Kids provided 75% of the energy for our 3-day festival stage at Maker Faire. How? Lots of bikes.

Maker Faire is very family oriented. The largest audience of the weekend was for Magician Bryan Patrick, whose sound needs were ironically minimal.

Since our earliest moments of Pedal Powered experimentation, I’ve been fascinated by how much sound comes from one pedaler’s efforts. I remember a 12-year-old powering my street performance at a charity bike event for an audience of 30-50 people in the early goings. He was into it! Not too hard, not too easy. Great sound out to about 20 feet from the speaker. The ratio of 1 pedaler for every 50-100 people at our events has roughly held as we’ve scaled up Rock The Bike’s full system to do larger events. At the Maker Faire in San Mateo this year, we brought an 18-bike system capable of entertaining over 1000 people, and at most times it was primarily powered by kids.

When working with family-friendly events like Maker Faire, we need to bring LOTS of bikes. The basic reason is that Kids Love To Pedal, but don’t have lots of power to offer. If you bring too few bikes, you end up needing to kick kids off, which feels bad. If you bring LOTS of bikes, more kids can pedal. We had a line of 10 kid-friendly Generator Pros on one side of the stage and another line of 8 bikes on the other side.

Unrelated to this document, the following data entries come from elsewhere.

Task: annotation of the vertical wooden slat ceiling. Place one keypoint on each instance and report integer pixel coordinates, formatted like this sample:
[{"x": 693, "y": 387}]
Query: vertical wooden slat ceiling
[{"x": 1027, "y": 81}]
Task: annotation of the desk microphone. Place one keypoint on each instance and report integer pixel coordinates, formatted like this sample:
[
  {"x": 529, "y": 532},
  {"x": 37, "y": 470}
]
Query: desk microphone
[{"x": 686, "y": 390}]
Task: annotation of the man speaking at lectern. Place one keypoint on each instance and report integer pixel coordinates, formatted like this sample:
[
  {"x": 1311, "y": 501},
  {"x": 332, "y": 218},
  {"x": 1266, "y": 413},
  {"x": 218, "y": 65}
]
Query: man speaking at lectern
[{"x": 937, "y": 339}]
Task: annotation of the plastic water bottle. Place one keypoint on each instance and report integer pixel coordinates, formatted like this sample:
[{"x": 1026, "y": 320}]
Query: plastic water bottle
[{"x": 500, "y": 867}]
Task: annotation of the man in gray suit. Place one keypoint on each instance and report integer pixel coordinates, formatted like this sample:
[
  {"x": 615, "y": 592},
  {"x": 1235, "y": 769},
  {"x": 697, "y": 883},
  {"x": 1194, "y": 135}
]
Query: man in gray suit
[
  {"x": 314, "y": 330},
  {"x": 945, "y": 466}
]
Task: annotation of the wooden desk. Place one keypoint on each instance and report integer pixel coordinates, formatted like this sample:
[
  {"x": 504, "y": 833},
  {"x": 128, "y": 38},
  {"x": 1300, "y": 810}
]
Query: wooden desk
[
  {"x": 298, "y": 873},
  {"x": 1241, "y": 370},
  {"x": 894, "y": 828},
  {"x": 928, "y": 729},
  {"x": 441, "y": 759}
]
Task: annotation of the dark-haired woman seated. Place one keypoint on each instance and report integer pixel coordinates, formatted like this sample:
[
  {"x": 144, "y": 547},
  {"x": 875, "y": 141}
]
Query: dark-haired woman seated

Maker Faire was our first use of the Russian Dolls Sound System (shown hanging from bamboo tripods) in conjunction with a center fill main. The Russian Dolls system is an elevated system which stands about 10 feet to the left and right of the stage. A center fill is used to get great sound to the front rows without blasting the main audience.

Our mixer has a L, R, and M (mono) outputs. The M output is typically unused, but this time we used it for the center fill speaker (shown above with blue Rock The Bike stencil). Big improvement in listening quality in the main audience area.

Russian Dolls Sound System includes integrated smart LEDs capable of responding to the music.

These same speakers are also ready for night time use with beautiful integrated smart LEDs capable of responding to changes in the music on stage. Shown above in use at UCLA’s Ecochella earlier this year.

 

The Faire was our first time passing the 10000 Watt Hour barrier on our Energy ‘Flip-0-meter’ sign.  Sadly it malfunctioned by reseting to 1000 after the big ‘9999’ moment, but I kept track and found that for the weekend-long Faire, we pedaled over 15000 Watt-Hours of energy.